The file is the source of truth in name only. The actual source of truth is wherever the last manual update landed.
The Figma MCP server changes the surface area
The more interesting recent development is that Figma is trying to bring the design file into the developer's IDE rather than asking developers to context-switch into Figma. Figma announced the beta release of the Dev Mode MCP server, which brings it directly into the developer workflow to help LLMs achieve design-informed code generation.
Developer Advocate Akbar Mirza and Product Manager Yarden Katz have provided live updates on how the Dev Mode MCP server bridges the gap between design and code, including new support for Annotations - which allows designers to add accessibility, behavior, and content information to their design files, which the AI agent can then use to generate more accurate code.
That is a real shift. Until now, an agentic coding tool had no way to "see" whether a component was ready for dev, what its interaction states were, or which design token it was supposed to reference. The MCP server gives those tools a read channel into the design file. They also cover the importance of aligning variable names between design and code
- which remains the unsexy work that makes everything else downstream reliable.
Figma continues to add enhancements to the Dev Mode MCP server - including the ability to help create rules for how agents should use MCP outputs, download assets from Figma for local use, and see prompt suggestions for how to use the server with specific designs.
Where the async friction actually lives
Even with Dev Mode and MCP in place, the coordination problem persists. The handoff tooling assumes that what matters is the spec. What actually stalls work is the conversation around the spec: the hover-state question at 4pm, the comment thread about whether that modal needs a mobile variant, the Slack message asking which version of the design is canonical.
When two-thirds of a file's active users are not designers, the problem shifts from sequential handoff friction to concurrent editing chaos.
Design intent degrades not during handoff but before it, in real time, as non-designers with good intentions and write access make micro-decisions that collectively erode the design.
An AI teammate living in Slack can help here in a specific, bounded way: it can watch for the questions that come in around a Figma link and route them to the right person before the work stalls.
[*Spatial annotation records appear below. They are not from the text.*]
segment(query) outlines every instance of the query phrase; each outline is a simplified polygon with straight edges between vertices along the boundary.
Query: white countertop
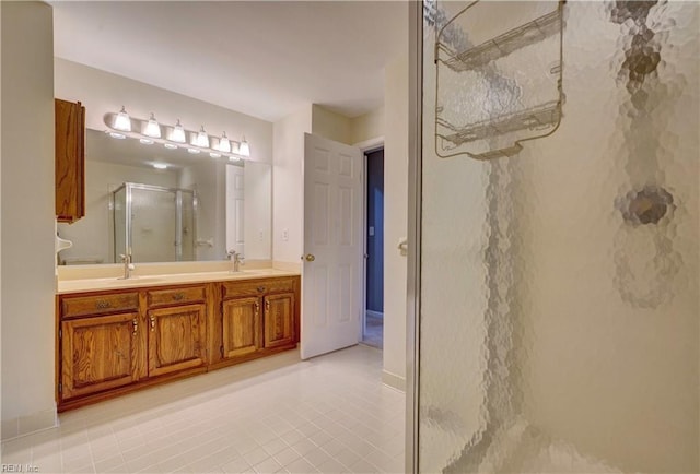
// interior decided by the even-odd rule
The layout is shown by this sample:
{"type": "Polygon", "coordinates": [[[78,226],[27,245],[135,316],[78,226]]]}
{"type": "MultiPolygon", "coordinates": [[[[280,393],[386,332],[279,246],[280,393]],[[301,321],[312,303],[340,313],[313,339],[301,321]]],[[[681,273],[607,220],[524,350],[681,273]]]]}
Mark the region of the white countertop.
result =
{"type": "Polygon", "coordinates": [[[299,272],[256,269],[243,270],[241,272],[201,272],[201,273],[171,273],[162,275],[133,276],[128,280],[107,279],[85,279],[85,280],[62,280],[58,281],[57,293],[59,295],[68,293],[100,292],[105,289],[139,288],[147,286],[184,285],[188,283],[223,282],[230,280],[252,280],[270,276],[299,276],[299,272]]]}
When someone pastes a Figma URL and follows it with "is this ready?" or "which frame should I be building from?", a teammate like Beagle can check for a "ready for dev" status, surface the last comment thread from the file, and tag the designer - rather than letting the question sit until someone notices it.
That is not a handoff fix. It is a response-time fix. The two are related.
The real answer to the question
When does a Figma comment actually reach a developer? When someone routes it. Right now, that someone is usually the designer, who has to remember to post the Figma link in Slack, summarize the changes in a ticket, and follow up when the developer hasn't started yet.
The tooling is closing the spec gap faster than it is closing the coordination gap. Until the coordination layer catches up, the most useful thing a team can do is treat the handoff not as a one-time event but as a small, ongoing conversation - and make sure that conversation has a reliable place to happen.